# accepting debit/credit cards



## Vance (Jun 2, 2009)

I have a couple of fairs and a farmers market who want me to sell at them. They both have asked if i am set up to take debit/credit cards. I am not and never have been. My question is do any of you and if you do what are the pitfalls to avoid. Is it worth it?


----------



## alpha6 (May 12, 2008)

I don't and the reason is because most of my sells are not large amounts at farmers markets. In order to get set up you will have to buy a card reader and wireless, which last time I checked, ran about 800 bucks. You then also have to pay for the service plus 3% or a bit more on every sale. If you were selling jewelry or other items that ran up or close to a hundred bucks or so then it may be worth it. But for 5-10 buck sales it is going to take awhile to re-coop your initial outlay. Maybe someone who actually does use a reader will respond and list the benefits of having it. I personally have lost maybe 5 sales last year out of thousands. Most people have cash in smaller amounts or at least can write a check.


----------



## 67630 (Jul 17, 2008)

Many years ago I took cards. Not anymore. Another charge they forget to inform you of is if you dont use the thing during a month they still charge a fee just for having it. The initial cost of setup is down now to around 300 or so if you shop and the amount they take is usually less than 2% per sale but it also depends on the average sale dollar amount. There are some companies out there that lease the equipment but charge like 50 bucks a month. I was recently told that fewer people are using cards lately. I would rather lose an occasional sale but I found that when a person asks if you take credit cards and you say no they then pay in cash anyway.


----------



## mark c (Apr 5, 2010)

We accept credit cards mainly for a different business, it costs us $35 per month plus about 2% plus I think $.20 per transaction. We still use a knuckle buster and hand enter the numbers after the show this means that we can't check to see if the card is good at the time of the sale. If you decide to sell on line or mail order I would go with the CC if you are only doing farmers markets and such I think that you will be money ahead to not get into the credit card stuff. If you do decide to take cards shop around the difference in how much you will pay is huge.


----------



## wolfpenfarm (Jan 13, 2009)

well simple solution would be to accept paypal. If you have a cell phone with internet access and web browsing, you can enter cc numbers and pay through paypal


----------



## fish_stix (May 17, 2009)

Cash!!!!!!!!!!!!


----------



## Chef Isaac (Jul 26, 2004)

paypal will not work for farmers markets. 
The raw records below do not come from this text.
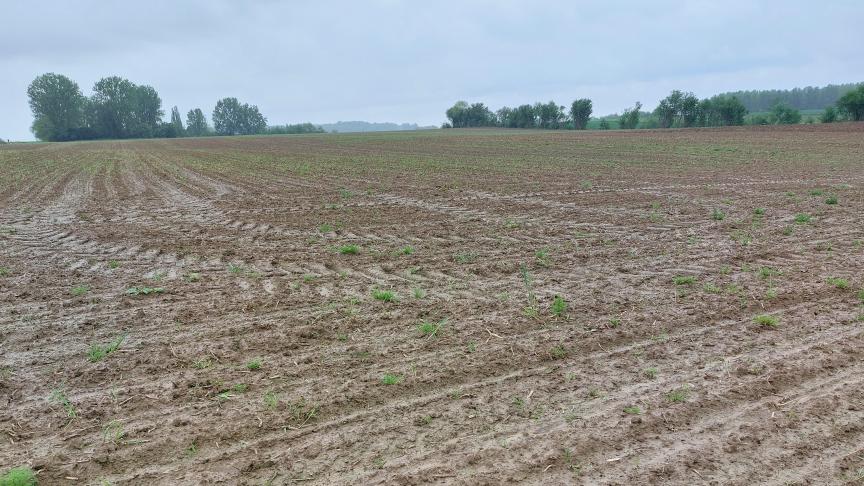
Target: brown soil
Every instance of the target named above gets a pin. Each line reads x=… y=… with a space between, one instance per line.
x=640 y=381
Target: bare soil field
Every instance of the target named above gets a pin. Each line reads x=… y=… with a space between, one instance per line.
x=448 y=307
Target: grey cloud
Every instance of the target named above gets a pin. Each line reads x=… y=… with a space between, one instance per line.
x=389 y=60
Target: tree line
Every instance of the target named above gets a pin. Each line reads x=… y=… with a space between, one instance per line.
x=809 y=98
x=678 y=110
x=119 y=109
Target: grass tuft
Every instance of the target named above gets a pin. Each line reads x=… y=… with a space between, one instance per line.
x=144 y=290
x=802 y=218
x=683 y=280
x=840 y=283
x=767 y=320
x=349 y=249
x=384 y=295
x=559 y=306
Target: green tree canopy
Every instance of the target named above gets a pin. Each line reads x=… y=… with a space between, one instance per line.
x=196 y=123
x=783 y=114
x=57 y=105
x=852 y=104
x=630 y=118
x=580 y=113
x=230 y=117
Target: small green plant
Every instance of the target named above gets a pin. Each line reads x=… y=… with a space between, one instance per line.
x=767 y=320
x=391 y=379
x=99 y=351
x=80 y=290
x=349 y=249
x=678 y=395
x=768 y=272
x=384 y=295
x=840 y=283
x=430 y=329
x=465 y=257
x=542 y=257
x=19 y=476
x=711 y=288
x=559 y=306
x=271 y=400
x=558 y=352
x=144 y=290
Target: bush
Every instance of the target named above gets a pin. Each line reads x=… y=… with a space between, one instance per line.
x=852 y=104
x=783 y=114
x=829 y=115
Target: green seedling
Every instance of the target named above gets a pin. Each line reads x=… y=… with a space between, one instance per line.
x=840 y=283
x=767 y=320
x=144 y=290
x=802 y=218
x=684 y=280
x=384 y=295
x=679 y=395
x=349 y=249
x=559 y=306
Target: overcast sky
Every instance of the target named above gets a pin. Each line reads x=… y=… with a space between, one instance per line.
x=407 y=61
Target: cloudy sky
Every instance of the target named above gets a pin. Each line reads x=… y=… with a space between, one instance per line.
x=407 y=61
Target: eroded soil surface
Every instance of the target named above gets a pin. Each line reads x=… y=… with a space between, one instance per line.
x=208 y=311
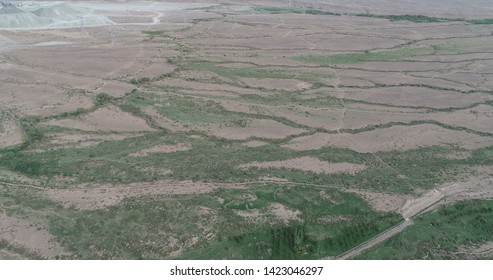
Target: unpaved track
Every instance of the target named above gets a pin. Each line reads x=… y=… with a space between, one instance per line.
x=477 y=189
x=375 y=240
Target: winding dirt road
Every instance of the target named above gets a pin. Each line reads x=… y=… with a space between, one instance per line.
x=431 y=200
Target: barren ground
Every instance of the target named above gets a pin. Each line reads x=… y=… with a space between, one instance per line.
x=176 y=130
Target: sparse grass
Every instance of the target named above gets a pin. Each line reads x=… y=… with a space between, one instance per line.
x=282 y=10
x=439 y=235
x=361 y=57
x=154 y=34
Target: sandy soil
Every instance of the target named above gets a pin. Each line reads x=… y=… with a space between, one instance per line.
x=284 y=214
x=254 y=144
x=78 y=140
x=415 y=96
x=10 y=134
x=28 y=235
x=395 y=138
x=276 y=84
x=162 y=149
x=261 y=128
x=161 y=121
x=382 y=202
x=109 y=118
x=90 y=197
x=309 y=164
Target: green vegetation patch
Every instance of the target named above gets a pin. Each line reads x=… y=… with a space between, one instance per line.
x=286 y=10
x=440 y=235
x=361 y=57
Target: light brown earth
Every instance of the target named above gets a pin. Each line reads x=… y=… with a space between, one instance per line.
x=261 y=128
x=91 y=196
x=28 y=235
x=109 y=118
x=78 y=140
x=40 y=77
x=395 y=138
x=10 y=133
x=309 y=164
x=162 y=149
x=284 y=214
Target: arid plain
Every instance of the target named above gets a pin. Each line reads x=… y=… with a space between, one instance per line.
x=273 y=130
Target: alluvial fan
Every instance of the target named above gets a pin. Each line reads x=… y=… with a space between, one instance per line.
x=13 y=17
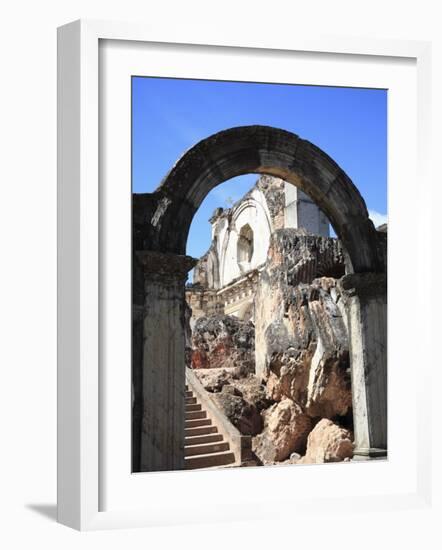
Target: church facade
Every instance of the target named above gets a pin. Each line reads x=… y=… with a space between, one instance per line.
x=226 y=277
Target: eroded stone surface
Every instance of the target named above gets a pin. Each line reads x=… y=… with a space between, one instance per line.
x=327 y=442
x=302 y=349
x=242 y=414
x=222 y=341
x=285 y=431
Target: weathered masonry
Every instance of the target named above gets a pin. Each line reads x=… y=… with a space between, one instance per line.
x=161 y=224
x=225 y=278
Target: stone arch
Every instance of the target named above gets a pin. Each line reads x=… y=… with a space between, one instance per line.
x=245 y=244
x=257 y=202
x=262 y=150
x=161 y=224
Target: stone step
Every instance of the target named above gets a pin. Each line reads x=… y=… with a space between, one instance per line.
x=208 y=460
x=193 y=407
x=194 y=415
x=203 y=430
x=200 y=422
x=197 y=439
x=206 y=448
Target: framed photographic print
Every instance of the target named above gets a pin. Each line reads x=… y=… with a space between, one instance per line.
x=225 y=322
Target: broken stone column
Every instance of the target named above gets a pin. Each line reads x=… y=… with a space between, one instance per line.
x=365 y=296
x=163 y=361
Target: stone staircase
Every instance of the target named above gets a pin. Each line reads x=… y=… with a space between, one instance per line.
x=204 y=446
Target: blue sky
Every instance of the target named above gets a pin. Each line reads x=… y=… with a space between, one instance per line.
x=170 y=115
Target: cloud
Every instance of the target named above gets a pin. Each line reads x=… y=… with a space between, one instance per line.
x=377 y=218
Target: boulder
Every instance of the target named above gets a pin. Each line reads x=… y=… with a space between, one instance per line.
x=328 y=442
x=286 y=428
x=223 y=341
x=243 y=415
x=301 y=337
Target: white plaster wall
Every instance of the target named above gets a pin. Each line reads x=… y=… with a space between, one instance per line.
x=254 y=212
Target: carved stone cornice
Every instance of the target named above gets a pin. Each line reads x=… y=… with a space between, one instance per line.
x=369 y=285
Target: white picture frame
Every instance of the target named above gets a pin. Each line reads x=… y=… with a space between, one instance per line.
x=80 y=437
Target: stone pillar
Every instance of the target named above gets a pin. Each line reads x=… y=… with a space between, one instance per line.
x=366 y=304
x=163 y=361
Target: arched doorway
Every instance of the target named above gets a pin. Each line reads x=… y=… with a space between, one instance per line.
x=162 y=220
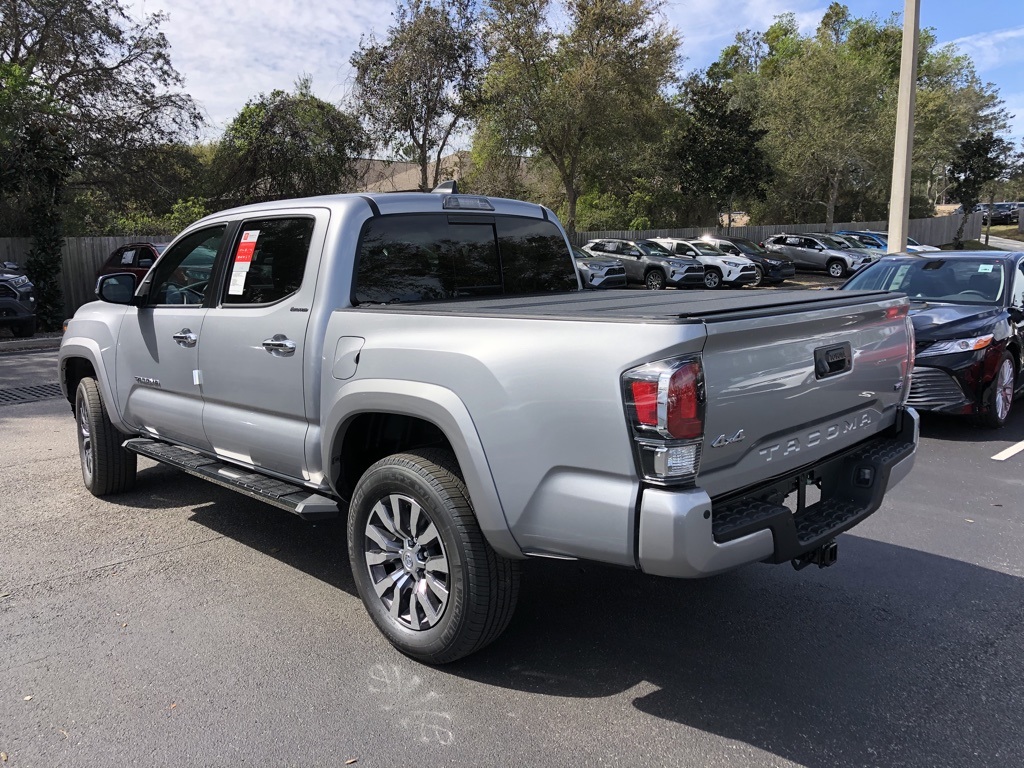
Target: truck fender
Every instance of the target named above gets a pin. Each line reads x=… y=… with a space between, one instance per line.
x=444 y=410
x=85 y=348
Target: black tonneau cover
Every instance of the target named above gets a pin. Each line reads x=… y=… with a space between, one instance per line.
x=649 y=306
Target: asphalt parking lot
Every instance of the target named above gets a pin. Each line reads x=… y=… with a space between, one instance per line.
x=184 y=625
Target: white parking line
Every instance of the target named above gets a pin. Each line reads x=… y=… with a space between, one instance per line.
x=1012 y=451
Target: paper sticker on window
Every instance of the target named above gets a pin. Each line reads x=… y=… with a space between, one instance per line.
x=247 y=247
x=238 y=285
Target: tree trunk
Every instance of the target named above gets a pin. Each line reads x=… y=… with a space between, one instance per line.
x=830 y=207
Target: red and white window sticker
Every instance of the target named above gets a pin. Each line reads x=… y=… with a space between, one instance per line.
x=243 y=260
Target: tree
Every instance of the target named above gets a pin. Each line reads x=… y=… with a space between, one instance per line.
x=109 y=77
x=979 y=160
x=580 y=96
x=714 y=151
x=288 y=145
x=415 y=89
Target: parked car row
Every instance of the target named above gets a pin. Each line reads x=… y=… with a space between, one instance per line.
x=17 y=300
x=968 y=313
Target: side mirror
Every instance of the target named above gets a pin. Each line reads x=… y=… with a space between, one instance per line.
x=116 y=289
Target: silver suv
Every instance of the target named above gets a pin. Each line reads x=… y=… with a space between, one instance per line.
x=650 y=263
x=819 y=252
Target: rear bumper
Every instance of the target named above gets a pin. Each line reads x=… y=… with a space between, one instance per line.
x=684 y=534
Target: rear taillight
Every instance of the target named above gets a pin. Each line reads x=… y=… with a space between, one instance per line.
x=665 y=404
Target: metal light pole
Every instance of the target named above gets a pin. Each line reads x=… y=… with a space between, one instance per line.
x=899 y=203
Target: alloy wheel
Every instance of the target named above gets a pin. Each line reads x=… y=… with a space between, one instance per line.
x=407 y=561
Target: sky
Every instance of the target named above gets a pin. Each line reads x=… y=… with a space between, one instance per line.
x=230 y=51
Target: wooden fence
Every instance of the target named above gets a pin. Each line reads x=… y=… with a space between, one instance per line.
x=931 y=231
x=84 y=256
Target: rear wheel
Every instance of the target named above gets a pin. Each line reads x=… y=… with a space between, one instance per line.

We have been taking credit cards for over a year now and we have increased our sales by about 200%. It is a FACT that people buy more when using a card and we have seen it first hand many times. People say "oh, I wish I had cash". We say we accept credit cards and there is the sale. AND it is easier to up sell them. 

The cheapest and best place is merchant made easy. Call them and talk with a guy named Tony. Tell him sweet as can bee honey farm sent you. He will help you out. 

Machine is very reasonable and yes, it will pay off in more ways then one!


----------



## alpha6 (May 12, 2008)

Hey Chef,

Is that 200% increase at farmers markets or total sales. I know you also sell over the internet and a CC is required for that but am curious if it that increase was from your farmers market sales.

Thanks


----------



## manfre (Dec 12, 2008)

If you have a smart phone, you could look in to https://squareup.com/.


----------



## My-smokepole (Apr 14, 2008)

I have seen some add on for cell phone like square up. Can't remember where I saw it maybee the paper but it sound cheaper than the $800 #
David


----------



## kbenz (Feb 17, 2010)

if you have internet on your phone could you just use paypal?


----------



## Cactii (Sep 5, 2009)

Internet connection & Paypal is the way to go here... Even if you have to bring a laptop and a USB cellular data connection it'd be worth your while.

Only problem I see is people accepting whether what you're doing is legitimate or not.


----------



## Vance (Jun 2, 2009)

Thanks for all the help. I do have internet access on my cell phone, and i do have a pay-pal account that might make the most sense. Would be a lot less hasstle. I"ll check into it, thanks again. 

Vance


----------



## Beethinking (Jun 2, 2008)

I would give PayPal's Virtual Terminal a shot:

https://www.paypal.com/cgi-bin/webscr?cmd=_vt_hub-outside

Cheers,
Matt


----------



## Chef Isaac (Jul 26, 2004)

Alpha: That is 200% more at the MARKET level and craft shows. Here is an example.... 

We were at a market in November where we pull in about 800... no visa cards. Last year we pulled in $900 in cash and about $1500 in credit card sales. 

It is totally worth it. 

Brining a laptop to a market is out of the question. It would be way to hard to even deal with it while you have a line of customers.


----------



## Chef Isaac (Jul 26, 2004)

here is what I pay at merchant made easy. 

$375 for machine.... wireless, you own it. They give you all supplies needed. Need more paper.... you call them and send it free. 
1.11% debit .19 per tran
1.64% credit cards and .19 per tran
$7.95 statement fee
$15 a month for wireless fee.


----------